Creasy, MP for Walthamstow, gave an impassioned defence of the progressive cause at the Fabians’ conference as she urged left-wing voters to step up their battle against Tory ideas.
“You don’t have to be at a political conference on a Saturday morning to know echo chambers don’t just exist on the right” she said, issuing a call to arms to members to get out there and join the political fight.
Britain is “a nation where we are ships that pass in the night” Creasy said, with few engaging with other’s ideas.
She said that: “Ideology isn’t just about standing against something, it’s about what we plan to do”
“We need a grown up version of socialism” she said, warning that if we don’t adapt progressive politics shall simply become irrelevant.

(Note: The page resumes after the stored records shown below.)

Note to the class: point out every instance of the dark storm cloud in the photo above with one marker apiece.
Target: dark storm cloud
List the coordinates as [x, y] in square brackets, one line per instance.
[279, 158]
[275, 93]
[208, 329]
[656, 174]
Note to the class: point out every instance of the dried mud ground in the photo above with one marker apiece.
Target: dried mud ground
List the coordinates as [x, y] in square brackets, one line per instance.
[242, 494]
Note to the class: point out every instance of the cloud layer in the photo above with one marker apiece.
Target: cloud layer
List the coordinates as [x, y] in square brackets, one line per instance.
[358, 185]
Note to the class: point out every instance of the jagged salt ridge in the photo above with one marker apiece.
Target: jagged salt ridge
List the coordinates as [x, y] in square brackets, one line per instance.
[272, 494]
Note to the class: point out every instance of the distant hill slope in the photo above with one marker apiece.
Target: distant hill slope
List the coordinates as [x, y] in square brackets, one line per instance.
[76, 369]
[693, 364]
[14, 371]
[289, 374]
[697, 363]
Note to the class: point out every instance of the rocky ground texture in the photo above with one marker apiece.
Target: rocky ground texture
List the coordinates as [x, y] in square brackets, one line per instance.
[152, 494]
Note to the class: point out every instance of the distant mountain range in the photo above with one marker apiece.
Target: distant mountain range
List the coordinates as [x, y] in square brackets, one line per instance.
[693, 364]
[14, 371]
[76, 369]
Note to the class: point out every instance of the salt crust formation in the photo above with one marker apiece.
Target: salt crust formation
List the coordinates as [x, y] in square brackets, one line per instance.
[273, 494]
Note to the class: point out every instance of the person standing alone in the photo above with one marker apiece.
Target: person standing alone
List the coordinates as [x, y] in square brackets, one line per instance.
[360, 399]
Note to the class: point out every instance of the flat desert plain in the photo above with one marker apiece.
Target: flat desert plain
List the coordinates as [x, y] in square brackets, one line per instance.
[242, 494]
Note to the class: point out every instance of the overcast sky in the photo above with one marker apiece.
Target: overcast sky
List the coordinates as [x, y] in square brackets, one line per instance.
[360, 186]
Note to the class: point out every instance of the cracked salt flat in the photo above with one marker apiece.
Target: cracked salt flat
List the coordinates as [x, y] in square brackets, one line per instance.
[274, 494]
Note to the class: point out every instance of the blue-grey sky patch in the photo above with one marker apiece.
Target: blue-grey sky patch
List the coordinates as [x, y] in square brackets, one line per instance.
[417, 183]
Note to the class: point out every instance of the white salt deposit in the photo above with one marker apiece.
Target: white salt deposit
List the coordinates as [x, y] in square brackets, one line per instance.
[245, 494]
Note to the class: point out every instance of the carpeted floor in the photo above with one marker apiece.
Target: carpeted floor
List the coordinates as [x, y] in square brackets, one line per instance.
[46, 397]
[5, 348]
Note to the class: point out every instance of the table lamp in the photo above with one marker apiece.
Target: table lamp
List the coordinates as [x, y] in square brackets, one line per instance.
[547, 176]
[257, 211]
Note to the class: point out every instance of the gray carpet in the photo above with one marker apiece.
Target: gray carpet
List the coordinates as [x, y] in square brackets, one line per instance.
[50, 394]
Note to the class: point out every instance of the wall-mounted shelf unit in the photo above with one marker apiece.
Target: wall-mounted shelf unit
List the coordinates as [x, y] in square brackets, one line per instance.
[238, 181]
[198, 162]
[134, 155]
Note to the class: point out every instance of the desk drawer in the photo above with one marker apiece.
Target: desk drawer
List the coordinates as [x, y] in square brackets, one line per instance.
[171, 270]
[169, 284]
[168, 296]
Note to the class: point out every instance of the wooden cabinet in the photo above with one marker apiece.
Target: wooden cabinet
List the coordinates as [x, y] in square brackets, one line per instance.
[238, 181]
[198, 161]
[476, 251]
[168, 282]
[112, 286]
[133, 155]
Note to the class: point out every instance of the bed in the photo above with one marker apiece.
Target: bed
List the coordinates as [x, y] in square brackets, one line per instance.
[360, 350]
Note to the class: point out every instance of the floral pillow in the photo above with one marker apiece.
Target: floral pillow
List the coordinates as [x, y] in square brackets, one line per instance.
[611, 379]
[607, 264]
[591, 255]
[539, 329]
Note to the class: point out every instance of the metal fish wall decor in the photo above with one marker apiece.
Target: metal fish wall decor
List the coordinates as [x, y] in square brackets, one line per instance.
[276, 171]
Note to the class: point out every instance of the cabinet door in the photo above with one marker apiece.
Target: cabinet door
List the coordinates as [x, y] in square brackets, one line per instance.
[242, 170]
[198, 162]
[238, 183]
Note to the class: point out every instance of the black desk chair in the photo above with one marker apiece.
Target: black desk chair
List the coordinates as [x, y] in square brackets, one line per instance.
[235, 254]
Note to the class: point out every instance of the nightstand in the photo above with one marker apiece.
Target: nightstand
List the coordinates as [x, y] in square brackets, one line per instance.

Creasy’s spoke at the Future Left: Is progressive politics dead? event at the Fabian’s conference.
“I passionately disagree with Jon [Green party co-leader] because I know that a 0 per cent growth economy would hold back my constituents” she said.
Paul Mason urged in his speech that the real threat to Labour in its heartlands, comes not from UKIP – but from a “Tory UKIP tag-team”. The two combined could take down the party in key areas, he warned.